Elena responded to his question as to which direction they should take by calling the captain on her phone and asking him the way. Martin was amazed that Bonhoeffer was able to understand his fiancée given that she was still mumbling, but after a brief exchange he appeared to have put her on the right track because she pointed to the left and let him go first.

The route brought them to a white bulkhead which required considerable strength to open. Martin needed both hands to shift the wheel and push open the metal door that was as thick as that of a large safe.

The room beyond was wider and darker. It smelled of dust and diesel. Dirt littered the floor and spiders’ webs hung from the instruments inside the cupboard, which looked older than the ones they’d just passed.

‘Where are we?’ he asked Elena, who was leaning exhausted against one of the dusty boxes.

‘No idea. An old control room. Over there…’ she said, gesturing to another door on the far side, too weak to finish the sentence.

Martin went in the direction she’d indicated.

He stepped on thoughtlessly discarded screws, tissues, paper and other rubbish that hadn’t been disposed of for ages, and at the end of the room came to another bulkhead, which was even more difficult to open than the previous one.

Beyond it he discovered a cathedral.

Or at least that was his first impression when he crossed the threshold into a room the height of a house, lit merely by a strip of halogen lamps on either wall.

At the far end – in the altar area, so to speak – was a shimmering oval copper tube, not unlike a brewing copper. Two thirds of its shell bulged into the room, while the rear third was integrated into the Sultan’s outer hull. A sort of fire ladder ran up the vessel and vanished into the darkness five metres above Martin’s head.

‘Here it is!’ he called out, to let the doctor know that he’d found the blue shelf. As they’d descended into the depths of the ship’s hull she’d explained to him where the term came from and why the waste disposal plant was no longer in use.

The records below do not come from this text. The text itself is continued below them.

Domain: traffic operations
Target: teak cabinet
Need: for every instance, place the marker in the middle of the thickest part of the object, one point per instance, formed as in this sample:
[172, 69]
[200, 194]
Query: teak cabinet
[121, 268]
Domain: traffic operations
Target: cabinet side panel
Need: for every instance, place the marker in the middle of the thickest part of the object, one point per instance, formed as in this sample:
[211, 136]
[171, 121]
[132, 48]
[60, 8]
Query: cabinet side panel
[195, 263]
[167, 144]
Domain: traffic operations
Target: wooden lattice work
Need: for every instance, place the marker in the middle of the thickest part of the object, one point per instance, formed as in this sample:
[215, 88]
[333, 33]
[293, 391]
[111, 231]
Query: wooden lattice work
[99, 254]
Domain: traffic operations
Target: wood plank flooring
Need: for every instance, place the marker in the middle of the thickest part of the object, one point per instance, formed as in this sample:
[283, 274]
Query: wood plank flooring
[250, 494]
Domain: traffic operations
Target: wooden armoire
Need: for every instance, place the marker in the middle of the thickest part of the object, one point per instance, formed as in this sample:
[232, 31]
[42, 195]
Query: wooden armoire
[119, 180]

He looked back, but couldn’t see Elena in the entrance, nor did she answer him.

She was probably just catching her breath. He’d go and check on her in a minute, but before then he wanted to take a closer look at the blue shelf and its surroundings.

He climbed several steps to a platform that ran along the perimeter of the vessel, and looked around. Anouk was nowhere to be seen. He called her name, but there was no reply.

Martin peered up.

The rubbish, he guessed, would probably be pushed into the shaft by a device at the top, a deck and a half higher up.

The shaft! The water in the well!

In his mind he saw Anouk’s detailed drawing.

Given how curved the ship’s hull was here, at least a third of the bottom of the tube must be over the raging Atlantic. As soon as the shaft was full, all you had to do was open the floor and the waste would tumble into the sea.

From his vantage point at the bottom of the blue shelf he couldn’t figure out what equipment would be needed to accomplish this. He was wandering around the vessel, wondering whether to climb the ladder, when he discovered a door. It was head-high, presumably a staff entrance for cleaning or servicing inside.

Martin put his hand on the door which was secured by a lever that reminded him of the closing mechanism of an aeroplane door. He was rattling it when he suddenly felt an intense quaking beneath his feet, accompanied by a bloodcurdling crunching sound.

I thought the blue shelf wasn’t in service.

The vessel appeared to have come to life and it felt as if something inside was moving.

Martin was even more startled by a movement behind him.

‘Elena?’

He’d assumed the shadow on the vessel and the draught on his neck was from the doctor, finally catching up after overcoming her exhaustion; but he hadn’t reckoned on this thin, faceless figure standing in the gloom, its head wrapped in a hoodie. He recognised who it was even though they’d met only once. The person was holding a bucket.

Martin was about to call out their name when the figure leaped forwards and hit him on the side of the head with an object that looked like a laptop but felt like a brick when the edge thundered against his temple.